The pair became friends at Birmingham University, where Mr Hall, from Norwich, England, graduated with an honours degree in history.
The 36-year-old said: "It was about 2pm when [Danny] rang me and he sounded fine, he didn't sound panicked. It's just not like him to vanish without trace.
"I've kind of accepted I'm never going to see him again. But someone must have seen something, someone must know something.
"Danny's very sociable, makes friends easily and is highly intelligent. He's also very non-confrontational."
On arriving in Thailand at the end of January, Mr Hall, who had worked as a roadie for The Rolling Stones and at England's Glastonbury music festival, spent a week in Bangkok at Mr Twemlow's home.
"He wasn't moping around or depressed," recalls his friend. "It was just the same old Danny."
Mr Twemlow, a teacher who has lived in Thailand for a decade, travelled down to Koh Pha Ngan to investigate after Mr Hall had been reported missing.
He expected to find police on the island in the midst of a full investigation when he arrived at the end of April.
But he says: "When I got to Koh Pha Ngan, the police knew very little about the case, they hadn't even searched the area where Danny was last seen. It's a bit of a disgrace really."
Mr Twemlow found his friend's possessions - a backpack and an acoustic Yamaha guitar - left in his accommodation, a hut at the island's secluded Hat Yao beach. But Mr Hall's passport and money belt have not been found.
American backpacker Chris Chester, who met Mr Hall on Koh Pha Ngan a week before his disappearance, but did not attend the Full Moon Party, raised the alarm within three of four days of the Briton vanishing.
The 39-year-old said he and his German girlfriend had met up with Mr Hall almost daily, going to the beach, relaxing with a massage and shopping.
"He had been in regular contact with us the whole time, so when we didn't hear from him for a couple of days I thought it was pretty strange. I started trying to find him and asking around," he said.
Mr Chester checked hospitals and clinics on Koh Pha Ngan and neighbouring Koh Samui in his search for the missing tourist, but to no avail.
"There was nothing to suggest he was depressed. I really can't fathom what happened to him," he said.
Mr Hall is known to have joined dozens of party-goers at the Backyard Bar for an "after-party", on the morning after the Full Moon rave.
Niki Kursakul, 45, from Sydney, Australia, who is married to the Thai owner of the bar, described Mr Hall's disappearance as "totally bizarre".
The mother-of-two, who has lived in Thailand for 16 years, said: "It's very, very strange. The bar isn't near a beach but I suppose it's possible he could have wandered down to the sea, gone swimming and got into difficulty.

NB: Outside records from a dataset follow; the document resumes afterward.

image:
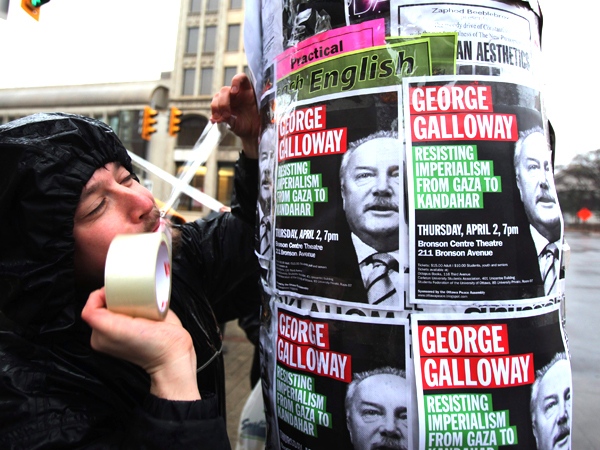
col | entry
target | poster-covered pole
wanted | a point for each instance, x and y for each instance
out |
(410, 235)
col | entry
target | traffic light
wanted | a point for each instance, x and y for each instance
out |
(148, 122)
(32, 7)
(174, 121)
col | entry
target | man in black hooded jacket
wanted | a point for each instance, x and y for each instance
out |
(72, 373)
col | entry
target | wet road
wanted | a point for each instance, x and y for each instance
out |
(583, 331)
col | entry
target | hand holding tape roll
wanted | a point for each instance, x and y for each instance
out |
(137, 275)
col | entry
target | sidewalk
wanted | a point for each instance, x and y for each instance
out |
(238, 359)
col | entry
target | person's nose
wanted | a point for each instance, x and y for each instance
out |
(382, 184)
(564, 413)
(388, 426)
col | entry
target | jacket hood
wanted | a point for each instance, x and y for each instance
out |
(45, 161)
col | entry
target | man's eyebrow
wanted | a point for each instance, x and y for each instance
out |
(368, 403)
(95, 185)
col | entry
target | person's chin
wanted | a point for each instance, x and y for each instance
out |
(388, 447)
(562, 441)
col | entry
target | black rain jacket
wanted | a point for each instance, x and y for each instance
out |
(55, 391)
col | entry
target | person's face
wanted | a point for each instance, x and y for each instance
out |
(371, 192)
(265, 165)
(377, 419)
(536, 186)
(111, 203)
(551, 416)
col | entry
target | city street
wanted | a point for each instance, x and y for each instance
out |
(583, 332)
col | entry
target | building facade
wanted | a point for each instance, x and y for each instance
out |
(209, 52)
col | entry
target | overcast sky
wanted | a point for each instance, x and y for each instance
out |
(98, 41)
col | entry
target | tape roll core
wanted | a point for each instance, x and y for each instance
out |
(137, 275)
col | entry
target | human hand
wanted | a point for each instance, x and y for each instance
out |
(164, 349)
(236, 106)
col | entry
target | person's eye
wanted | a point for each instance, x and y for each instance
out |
(370, 413)
(363, 176)
(97, 209)
(127, 180)
(549, 406)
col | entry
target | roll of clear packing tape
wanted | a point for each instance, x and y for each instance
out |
(137, 275)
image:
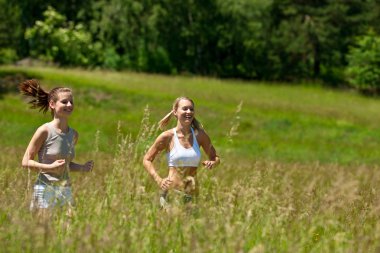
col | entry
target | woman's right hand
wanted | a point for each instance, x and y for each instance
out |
(57, 166)
(165, 183)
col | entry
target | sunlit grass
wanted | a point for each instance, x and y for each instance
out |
(299, 169)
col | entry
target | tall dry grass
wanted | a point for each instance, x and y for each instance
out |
(244, 206)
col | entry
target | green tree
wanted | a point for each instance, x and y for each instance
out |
(54, 39)
(363, 71)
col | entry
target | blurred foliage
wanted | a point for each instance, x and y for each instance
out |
(285, 40)
(363, 69)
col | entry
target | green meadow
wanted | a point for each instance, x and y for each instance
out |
(299, 169)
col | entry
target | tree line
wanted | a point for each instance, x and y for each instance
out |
(334, 41)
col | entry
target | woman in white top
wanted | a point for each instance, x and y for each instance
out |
(54, 143)
(182, 145)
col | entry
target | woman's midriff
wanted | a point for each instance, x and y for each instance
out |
(183, 178)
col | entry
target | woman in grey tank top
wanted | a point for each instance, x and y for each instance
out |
(54, 144)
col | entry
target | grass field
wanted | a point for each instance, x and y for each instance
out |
(299, 168)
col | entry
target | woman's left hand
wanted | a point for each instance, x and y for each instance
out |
(209, 164)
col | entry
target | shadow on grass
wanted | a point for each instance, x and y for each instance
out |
(9, 81)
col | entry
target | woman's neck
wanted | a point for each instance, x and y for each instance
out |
(183, 129)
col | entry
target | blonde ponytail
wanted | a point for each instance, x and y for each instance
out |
(165, 120)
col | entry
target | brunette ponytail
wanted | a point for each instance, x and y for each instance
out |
(39, 97)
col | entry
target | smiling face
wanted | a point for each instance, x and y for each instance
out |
(64, 105)
(184, 112)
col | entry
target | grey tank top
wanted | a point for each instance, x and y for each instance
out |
(56, 146)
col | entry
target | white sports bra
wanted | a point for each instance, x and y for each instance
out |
(179, 156)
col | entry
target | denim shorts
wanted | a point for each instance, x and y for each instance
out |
(50, 196)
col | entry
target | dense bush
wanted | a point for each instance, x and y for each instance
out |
(363, 71)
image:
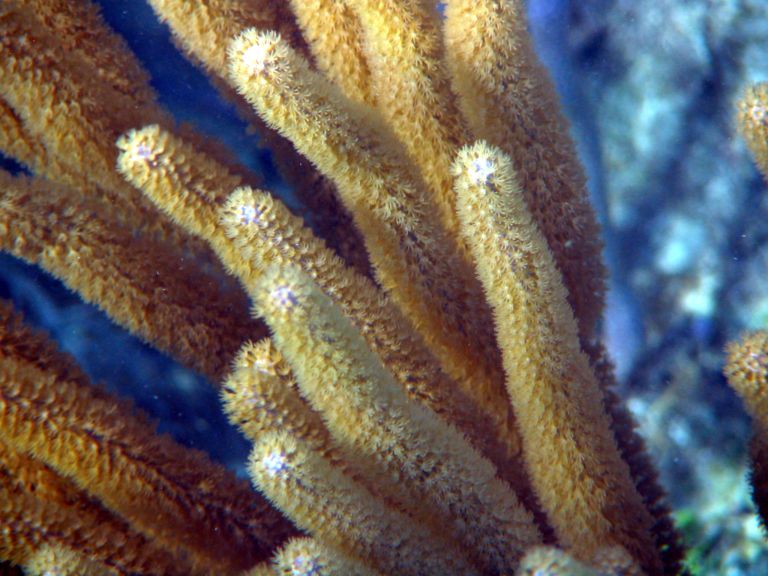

"But a body would usually get washed up if someone drowned. If he'd fallen or had an accident near the bar he would have been found by now.
"There can be the occasional fight [in the Backyard Bar] but no-one saw any argument taking place that day as far as I know."
Bangkok's ministry of foreign affairs said the Thai authorities were working closely with Mr Hall's family and friends and the British embassy to investigate his disappearance.
Spokesman Tharit Charungvat said: "The safety of tourists in Thailand is a matter of great concern to the Royal Thai Government."
He said the number of visitors to Thailand was on the rise and that the country's popularity was "due, among other things, to the hospitality and safety tourists can expect when visiting Thailand".
Thai Police Colonel Chataree Pandum said Mr Hall's bank account remains dormant since he disappeared and investigators believe the Briton did not leave the island.
Norfolk Constabulary in England said they were treating Mr Hall as a missing person - as is the UK foreign office - but that officers currently had no plans to travel to Thailand.
In the meantime, the agony for Mr Hall's loved ones continues.